College of Life and Health Science, Northeastern University, Shenyang, China.
College of Basic Medical Science, China Medical University, Shenyang, China.
FEBS Lett. 2023 Dec;597(24):3061-3071. doi: 10.1002/1873-3468.14763. Epub 2023 Nov 2.
The liver kinase B1 (LKB1)/AMP-activated protein kinase (AMPK) axis pivotally controls cell metabolism and suppresses abnormal growth in various cancers. Wnt/β-catenin is a frequently dysregulated signaling pathway that drives oncogenesis. Here, we discovered a crosstalk mechanism between the LKB1/AMPK axis and Wnt/β-catenin signaling. Activated AMPK phosphorylates the deubiquitinase USP10 to potentiate the deubiquitination and stabilization of the key scaffold protein Axin1. This phosphorylation also strengthens the binding between USP10 and β-catenin and supports the phase transition of β-catenin. Both processes suppress Wnt/β-catenin amplitude in parallel and inhibit colorectal cancer growth in a clinically relevant manner. Collectively, we established a crosstalk route by which LKB1/AMPK regulates Wnt/β-catenin signaling in cancer. USP10 acts as the hub in this process, thus enabling LKB1/AMPK to suppress tumor growth via regulation of both metabolism and cell proliferation.
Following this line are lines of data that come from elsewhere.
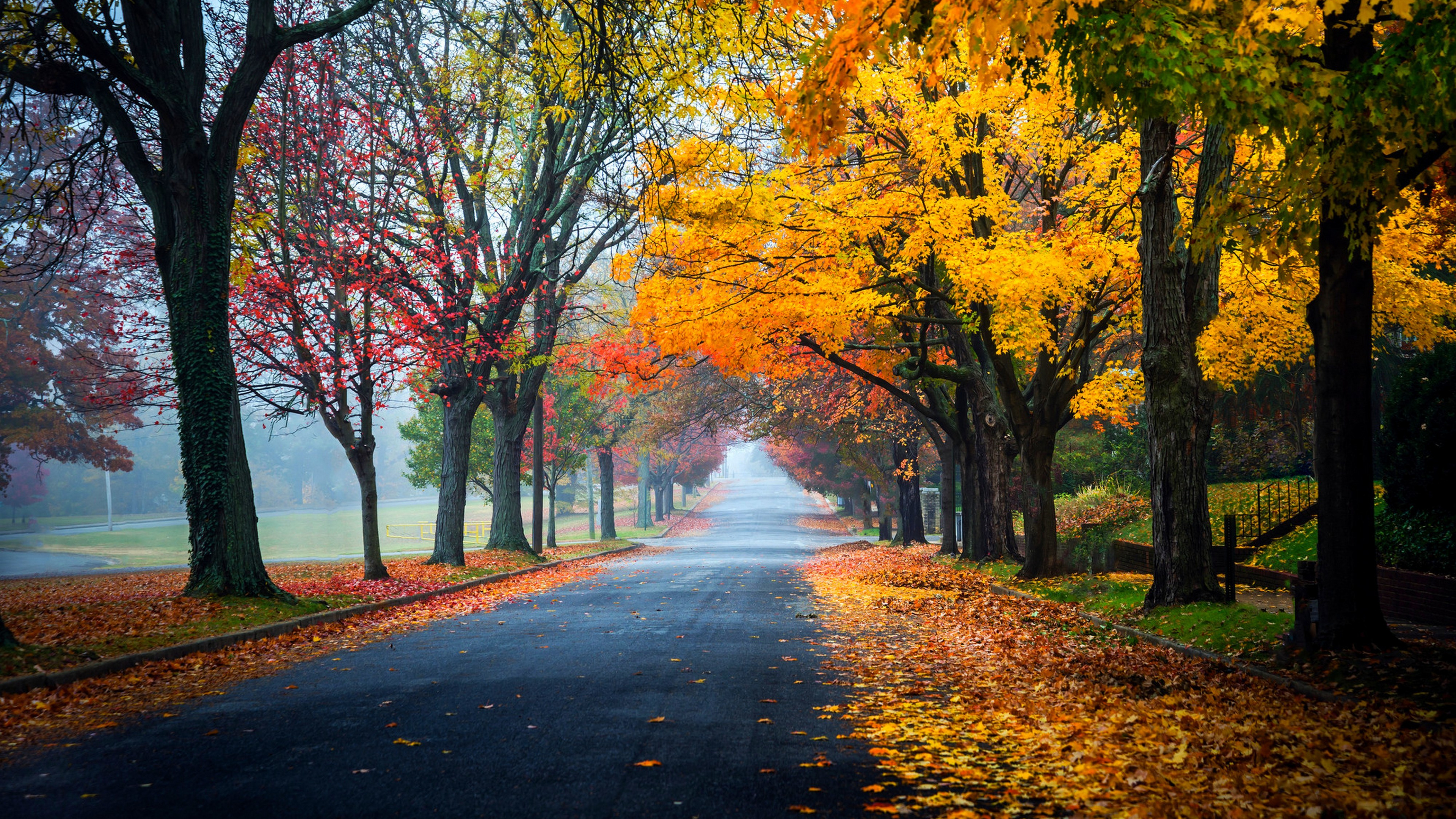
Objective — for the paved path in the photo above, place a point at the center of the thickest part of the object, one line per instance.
(571, 678)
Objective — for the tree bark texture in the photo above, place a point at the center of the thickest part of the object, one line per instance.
(609, 508)
(1345, 452)
(507, 527)
(362, 458)
(538, 471)
(182, 161)
(912, 519)
(644, 493)
(459, 411)
(1180, 298)
(1042, 528)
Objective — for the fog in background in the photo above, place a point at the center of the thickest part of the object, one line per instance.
(295, 467)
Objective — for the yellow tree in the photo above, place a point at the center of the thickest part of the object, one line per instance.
(966, 234)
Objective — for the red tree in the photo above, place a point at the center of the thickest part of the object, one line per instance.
(315, 326)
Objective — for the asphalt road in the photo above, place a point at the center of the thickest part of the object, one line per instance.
(538, 709)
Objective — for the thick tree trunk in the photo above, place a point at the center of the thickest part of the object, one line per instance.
(226, 557)
(887, 530)
(950, 457)
(644, 493)
(455, 470)
(972, 534)
(362, 458)
(1177, 305)
(507, 527)
(1345, 461)
(993, 465)
(1340, 318)
(867, 519)
(912, 519)
(609, 508)
(1042, 528)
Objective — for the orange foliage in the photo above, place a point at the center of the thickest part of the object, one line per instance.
(1015, 707)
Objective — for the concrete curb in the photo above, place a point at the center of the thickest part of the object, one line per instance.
(111, 665)
(1189, 651)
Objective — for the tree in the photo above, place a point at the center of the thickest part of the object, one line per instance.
(177, 114)
(1359, 97)
(912, 244)
(314, 327)
(426, 432)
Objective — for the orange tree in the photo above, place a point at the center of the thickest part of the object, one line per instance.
(1359, 95)
(915, 263)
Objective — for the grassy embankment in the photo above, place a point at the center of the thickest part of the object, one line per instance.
(302, 534)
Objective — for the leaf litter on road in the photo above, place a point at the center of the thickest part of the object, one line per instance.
(977, 703)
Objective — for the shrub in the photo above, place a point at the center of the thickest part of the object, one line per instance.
(1419, 438)
(1417, 541)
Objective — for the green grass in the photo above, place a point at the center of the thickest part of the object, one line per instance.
(1238, 630)
(232, 614)
(299, 535)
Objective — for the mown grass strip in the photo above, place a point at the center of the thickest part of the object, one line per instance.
(113, 665)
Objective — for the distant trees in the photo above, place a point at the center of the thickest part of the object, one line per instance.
(174, 100)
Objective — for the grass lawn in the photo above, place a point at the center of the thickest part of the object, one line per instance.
(295, 535)
(66, 621)
(1237, 630)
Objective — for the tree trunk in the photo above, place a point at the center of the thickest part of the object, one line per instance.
(973, 546)
(887, 531)
(1345, 461)
(362, 458)
(912, 519)
(1178, 406)
(1042, 528)
(948, 452)
(867, 521)
(226, 557)
(644, 493)
(507, 527)
(609, 508)
(993, 467)
(455, 470)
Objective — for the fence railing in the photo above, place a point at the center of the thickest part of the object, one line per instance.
(1269, 506)
(475, 532)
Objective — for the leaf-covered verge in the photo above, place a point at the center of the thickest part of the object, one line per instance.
(47, 717)
(977, 703)
(66, 621)
(1416, 674)
(1239, 630)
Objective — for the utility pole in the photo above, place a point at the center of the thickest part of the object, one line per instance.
(538, 474)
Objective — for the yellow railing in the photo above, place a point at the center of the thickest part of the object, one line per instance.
(477, 532)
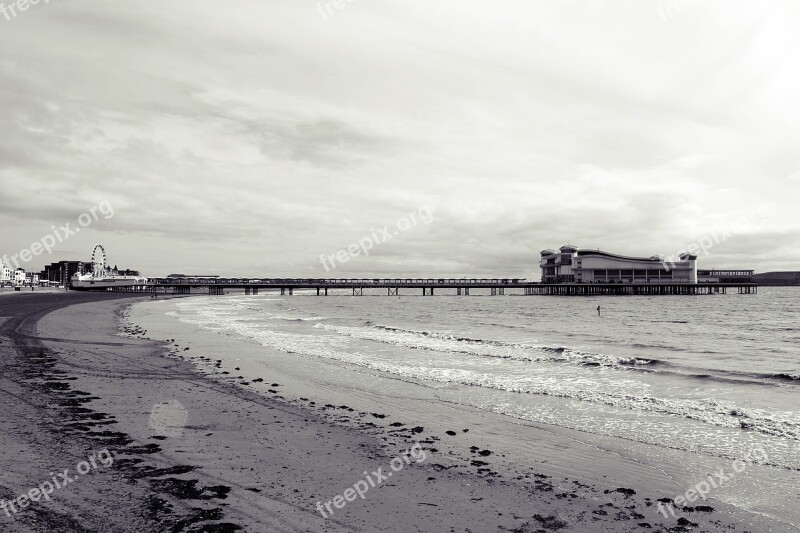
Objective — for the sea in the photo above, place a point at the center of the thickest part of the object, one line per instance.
(696, 380)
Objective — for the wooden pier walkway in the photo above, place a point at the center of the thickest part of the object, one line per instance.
(430, 287)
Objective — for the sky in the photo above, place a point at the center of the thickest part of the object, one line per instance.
(261, 138)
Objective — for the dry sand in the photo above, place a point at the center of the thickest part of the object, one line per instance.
(192, 453)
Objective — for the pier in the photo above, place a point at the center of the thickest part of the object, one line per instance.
(429, 287)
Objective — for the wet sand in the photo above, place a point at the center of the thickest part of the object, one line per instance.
(193, 453)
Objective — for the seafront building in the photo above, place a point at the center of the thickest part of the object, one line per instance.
(571, 264)
(6, 274)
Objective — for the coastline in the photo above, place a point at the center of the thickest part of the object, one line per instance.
(261, 464)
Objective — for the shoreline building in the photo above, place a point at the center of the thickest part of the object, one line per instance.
(571, 264)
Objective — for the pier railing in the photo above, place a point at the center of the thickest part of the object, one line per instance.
(429, 286)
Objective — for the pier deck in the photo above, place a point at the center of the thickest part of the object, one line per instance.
(429, 287)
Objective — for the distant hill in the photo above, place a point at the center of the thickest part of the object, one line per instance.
(778, 279)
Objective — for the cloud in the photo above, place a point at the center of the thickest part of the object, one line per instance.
(252, 140)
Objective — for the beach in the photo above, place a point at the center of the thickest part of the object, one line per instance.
(199, 446)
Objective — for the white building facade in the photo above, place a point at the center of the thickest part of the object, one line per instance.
(6, 274)
(573, 265)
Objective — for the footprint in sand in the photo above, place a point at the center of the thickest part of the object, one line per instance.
(168, 418)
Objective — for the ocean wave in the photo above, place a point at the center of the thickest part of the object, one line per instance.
(566, 385)
(442, 342)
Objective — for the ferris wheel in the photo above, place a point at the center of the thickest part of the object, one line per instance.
(99, 261)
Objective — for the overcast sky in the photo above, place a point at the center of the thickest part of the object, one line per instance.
(251, 137)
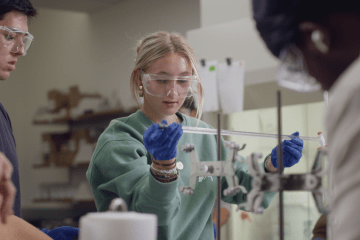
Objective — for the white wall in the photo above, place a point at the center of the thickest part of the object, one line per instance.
(93, 51)
(214, 11)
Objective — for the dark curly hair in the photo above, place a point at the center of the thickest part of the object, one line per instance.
(22, 6)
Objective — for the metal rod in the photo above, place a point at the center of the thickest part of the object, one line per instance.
(218, 179)
(280, 167)
(211, 131)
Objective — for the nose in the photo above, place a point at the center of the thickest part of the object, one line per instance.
(20, 50)
(172, 93)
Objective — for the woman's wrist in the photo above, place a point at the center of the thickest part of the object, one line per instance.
(164, 164)
(269, 166)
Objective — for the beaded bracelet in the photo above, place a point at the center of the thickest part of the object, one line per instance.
(164, 179)
(164, 172)
(165, 165)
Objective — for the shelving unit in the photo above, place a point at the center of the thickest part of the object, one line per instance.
(65, 147)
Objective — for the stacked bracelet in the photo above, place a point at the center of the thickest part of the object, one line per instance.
(165, 165)
(164, 172)
(162, 178)
(164, 175)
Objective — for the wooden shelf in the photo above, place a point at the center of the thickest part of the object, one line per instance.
(60, 200)
(80, 165)
(93, 118)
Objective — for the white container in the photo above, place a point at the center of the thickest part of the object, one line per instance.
(118, 225)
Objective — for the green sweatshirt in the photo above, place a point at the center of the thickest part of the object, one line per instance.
(120, 167)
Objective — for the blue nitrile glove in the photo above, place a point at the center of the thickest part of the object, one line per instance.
(62, 233)
(292, 151)
(161, 142)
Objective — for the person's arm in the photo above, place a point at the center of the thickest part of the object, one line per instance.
(121, 168)
(17, 228)
(7, 189)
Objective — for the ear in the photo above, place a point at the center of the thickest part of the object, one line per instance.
(315, 38)
(137, 75)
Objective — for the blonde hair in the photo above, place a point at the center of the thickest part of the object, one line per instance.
(156, 46)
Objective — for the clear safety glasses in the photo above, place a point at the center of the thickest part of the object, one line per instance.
(162, 85)
(293, 73)
(15, 39)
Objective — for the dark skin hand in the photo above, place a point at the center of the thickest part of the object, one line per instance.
(7, 189)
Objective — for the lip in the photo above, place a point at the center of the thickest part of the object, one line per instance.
(170, 103)
(12, 65)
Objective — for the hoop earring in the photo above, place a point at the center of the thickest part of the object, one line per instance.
(141, 91)
(318, 39)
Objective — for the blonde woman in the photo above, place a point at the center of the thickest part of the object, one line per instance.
(136, 156)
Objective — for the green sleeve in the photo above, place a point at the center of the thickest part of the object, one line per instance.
(119, 169)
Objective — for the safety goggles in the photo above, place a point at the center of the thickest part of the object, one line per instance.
(162, 85)
(293, 73)
(15, 39)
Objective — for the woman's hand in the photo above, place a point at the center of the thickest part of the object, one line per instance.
(161, 140)
(292, 151)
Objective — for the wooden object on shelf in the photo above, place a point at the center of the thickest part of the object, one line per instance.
(68, 100)
(60, 149)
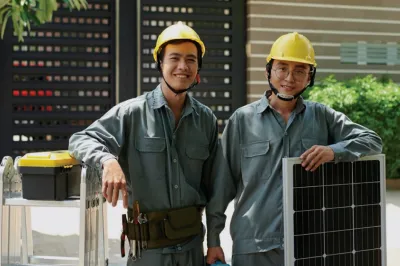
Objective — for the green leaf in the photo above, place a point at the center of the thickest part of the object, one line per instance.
(3, 3)
(45, 10)
(3, 27)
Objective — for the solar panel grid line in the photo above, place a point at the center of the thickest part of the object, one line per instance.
(353, 197)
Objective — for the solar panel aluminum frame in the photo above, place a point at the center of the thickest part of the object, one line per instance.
(287, 169)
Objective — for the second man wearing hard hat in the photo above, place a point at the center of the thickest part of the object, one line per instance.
(257, 137)
(158, 149)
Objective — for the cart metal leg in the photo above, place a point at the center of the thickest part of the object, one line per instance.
(15, 216)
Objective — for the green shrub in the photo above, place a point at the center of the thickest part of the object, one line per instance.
(370, 102)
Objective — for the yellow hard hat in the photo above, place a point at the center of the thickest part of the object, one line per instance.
(293, 47)
(178, 31)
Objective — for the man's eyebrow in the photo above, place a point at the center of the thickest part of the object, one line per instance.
(174, 54)
(300, 66)
(178, 54)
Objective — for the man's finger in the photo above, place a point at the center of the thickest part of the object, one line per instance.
(124, 197)
(316, 165)
(315, 157)
(104, 189)
(110, 189)
(115, 194)
(307, 152)
(308, 158)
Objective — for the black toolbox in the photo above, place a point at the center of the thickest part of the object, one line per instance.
(53, 175)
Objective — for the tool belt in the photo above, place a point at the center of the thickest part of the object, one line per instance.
(165, 228)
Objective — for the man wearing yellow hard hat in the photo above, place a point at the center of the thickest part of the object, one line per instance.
(257, 137)
(158, 149)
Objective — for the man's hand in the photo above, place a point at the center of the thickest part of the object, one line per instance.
(214, 254)
(114, 181)
(315, 156)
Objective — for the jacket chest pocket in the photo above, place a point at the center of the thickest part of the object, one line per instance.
(256, 162)
(152, 157)
(196, 156)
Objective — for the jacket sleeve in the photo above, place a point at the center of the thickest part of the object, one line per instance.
(209, 163)
(101, 141)
(225, 179)
(350, 140)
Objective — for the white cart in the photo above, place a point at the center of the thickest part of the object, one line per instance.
(16, 244)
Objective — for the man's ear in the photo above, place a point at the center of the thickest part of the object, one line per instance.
(266, 73)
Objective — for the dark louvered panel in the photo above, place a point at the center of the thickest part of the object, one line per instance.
(62, 77)
(221, 26)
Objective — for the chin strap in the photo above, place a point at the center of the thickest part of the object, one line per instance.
(196, 82)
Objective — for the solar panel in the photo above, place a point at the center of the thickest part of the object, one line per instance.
(335, 215)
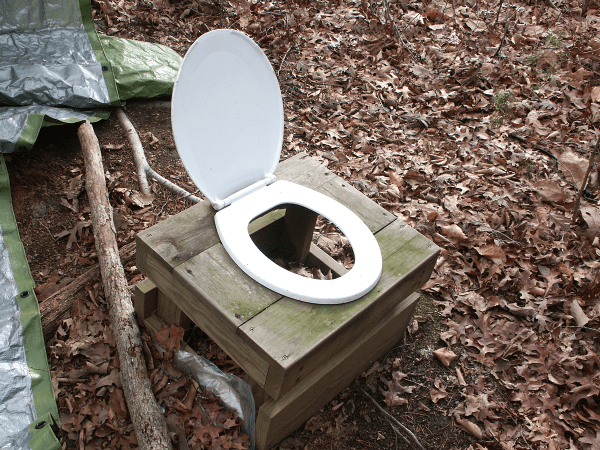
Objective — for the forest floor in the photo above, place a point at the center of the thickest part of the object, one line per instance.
(472, 121)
肝激酶 B1(LKB1)/腺苷酸活化蛋白激酶(AMPK)轴是细胞代谢的关键调节因子,可抑制多种癌症中的异常生长。Wnt/β-连环蛋白信号通路是一种经常失调的信号通路,可驱动肿瘤发生。在这里,我们发现了 LKB1/AMPK 轴和 Wnt/β-连环蛋白信号之间的串扰机制。活化的 AMPK 磷酸化去泛素化酶 USP10,增强关键支架蛋白 Axin1 的去泛素化和稳定。这种磷酸化还增强了 USP10 和 β-连环蛋白之间的结合,并支持 β-连环蛋白的相变。这两个过程平行抑制 Wnt/β-连环蛋白的幅度,并以临床相关的方式抑制结直肠癌细胞的生长。总的来说,我们建立了一条 LKB1/AMPK 调节癌症中 Wnt/β-连环蛋白信号的串扰途径。USP10 在此过程中充当枢纽,从而使 LKB1/AMPK 能够通过调节代谢和细胞增殖来抑制肿瘤生长。